Steer clear of the desktop virtualisation bootstorm
Prepare to form an orderly queue
It is every IT administrator’s worst nightmare.
All the employees’ desktops have been virtualised and are running on a server. The pilot project worked well and everyone was happy, but then the team tried to scale it up and now it’s Monday morning and 3,000 users have just walked in with their lattes and croissants, sat down at their shiny thin-client machines and tried to log on.
The system grinds to a halt and people are waiting 20 minutes or more to access the system. Productivity is falling and in about 30 seconds the helpdesk will be flooded with angry calls. It's what is known as a bootstorm.

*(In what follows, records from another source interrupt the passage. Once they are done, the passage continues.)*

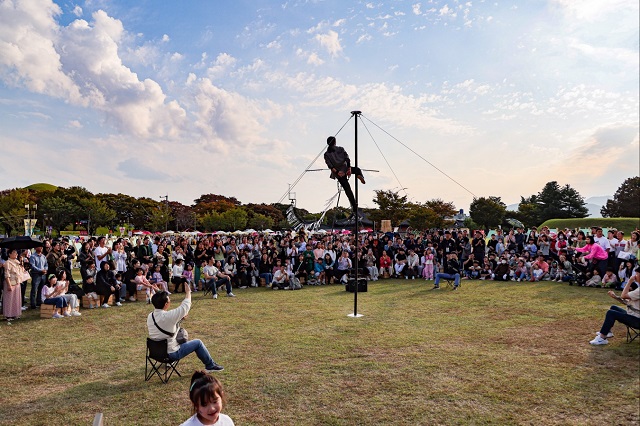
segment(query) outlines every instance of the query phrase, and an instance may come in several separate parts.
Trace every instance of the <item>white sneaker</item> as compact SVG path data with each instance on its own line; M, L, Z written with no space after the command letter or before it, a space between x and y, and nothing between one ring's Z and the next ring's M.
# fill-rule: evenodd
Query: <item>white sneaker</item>
M168 292L167 292L167 294L168 294L169 296L171 296L171 292L170 292L170 291L168 291Z
M93 304L90 304L89 309L93 309L93 308L94 308Z
M602 337L600 337L600 334L598 334L598 336L589 343L591 343L592 345L607 345L609 344L609 341L607 339L603 339Z
M51 318L62 318L62 315L56 312Z
M65 313L64 313L64 316L65 316L65 317L70 317L70 316L71 316L71 314L70 314L69 312L65 312Z
M599 336L599 335L600 335L600 332L596 331L596 336ZM607 333L607 339L609 339L611 337L613 337L613 333L610 331L609 333Z
M242 287L240 287L242 290L245 290L247 288L246 285L243 285Z
M214 298L214 299L217 299L217 298L218 298L218 293L215 293L215 294L213 295L213 298Z
M233 293L227 293L227 297L236 297L236 295Z
M80 316L82 316L82 314L80 312L78 312L78 311L73 311L73 312L71 312L71 316L80 317Z
M122 306L122 303L116 302L116 306Z
M135 302L136 300L138 300L138 299L136 299L136 298L135 298L135 297L133 297L133 296L131 296L131 297L129 298L129 302Z
M20 309L22 309L23 311L26 311L26 310L27 310L27 307L26 307L26 306L23 306L23 307L22 307L22 308L20 308Z
M110 308L111 306L109 306L109 304L105 303L104 305L102 305L103 308Z

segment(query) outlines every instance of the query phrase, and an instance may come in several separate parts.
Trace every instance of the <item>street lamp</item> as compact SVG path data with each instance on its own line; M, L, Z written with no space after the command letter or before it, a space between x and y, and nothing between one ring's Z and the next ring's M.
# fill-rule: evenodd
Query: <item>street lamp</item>
M30 237L33 234L33 227L36 224L36 213L38 211L38 205L25 204L24 209L27 211L27 219L24 221L24 234ZM31 212L33 212L33 219L31 219Z

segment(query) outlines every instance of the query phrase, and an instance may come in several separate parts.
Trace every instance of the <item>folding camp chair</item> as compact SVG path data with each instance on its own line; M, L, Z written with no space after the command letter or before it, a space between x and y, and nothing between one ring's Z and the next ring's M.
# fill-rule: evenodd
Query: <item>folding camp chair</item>
M627 326L627 343L633 342L638 336L640 336L640 328Z
M144 367L144 381L149 381L154 374L157 374L162 383L167 383L171 375L177 370L180 360L172 361L167 353L166 340L152 340L147 337L147 360ZM163 367L164 365L164 367Z

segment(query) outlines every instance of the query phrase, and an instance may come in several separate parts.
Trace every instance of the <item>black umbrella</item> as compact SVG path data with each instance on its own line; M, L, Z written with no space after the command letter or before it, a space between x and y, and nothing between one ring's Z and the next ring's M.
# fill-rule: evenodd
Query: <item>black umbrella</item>
M34 237L28 237L26 235L21 235L19 237L9 237L0 241L0 248L7 249L30 249L34 247L42 247L44 246L44 241L40 241Z
M516 228L524 228L524 224L520 222L518 219L507 219L507 223Z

It isn’t just underpowered servers that can cause bootstorms. They can be due to I/O bottlenecks in two areas: storage, and the network. Disks in a storage area network can spin only so fast, and when too many people are trying to access their machines all at once it is not fast enough.

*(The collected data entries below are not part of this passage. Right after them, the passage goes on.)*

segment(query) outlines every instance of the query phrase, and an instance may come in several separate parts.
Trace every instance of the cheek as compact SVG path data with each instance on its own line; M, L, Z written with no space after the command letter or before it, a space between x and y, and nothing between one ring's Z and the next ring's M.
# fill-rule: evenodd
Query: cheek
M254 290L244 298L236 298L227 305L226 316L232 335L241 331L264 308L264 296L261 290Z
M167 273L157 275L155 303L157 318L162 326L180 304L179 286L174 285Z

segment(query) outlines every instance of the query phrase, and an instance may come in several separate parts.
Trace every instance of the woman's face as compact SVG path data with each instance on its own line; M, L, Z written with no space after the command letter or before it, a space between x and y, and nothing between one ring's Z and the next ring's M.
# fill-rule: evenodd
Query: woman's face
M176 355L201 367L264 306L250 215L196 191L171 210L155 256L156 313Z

Even if the disks can get the data off quickly enough it still has to get to the server. That can cause problems if the network connection between the SAN and the server is too slow.
What to do?
Ross Bentley, head of professional services at consulting firm Assist, suggests configuring the network to stagger virtual desktop bootups.
“You can get to the point where you know the whole environment can work by 50 turning virtual machines on at the same time,” he says.
Doing it in chunks of 50 could get all the users up in a few tens of minutes, although it would mean starting before the users get into work.
George Crump, chief steward at analyst firm Storage Switzerland, disagrees with the solution. For one thing, bootstorms are not limited to the morning login.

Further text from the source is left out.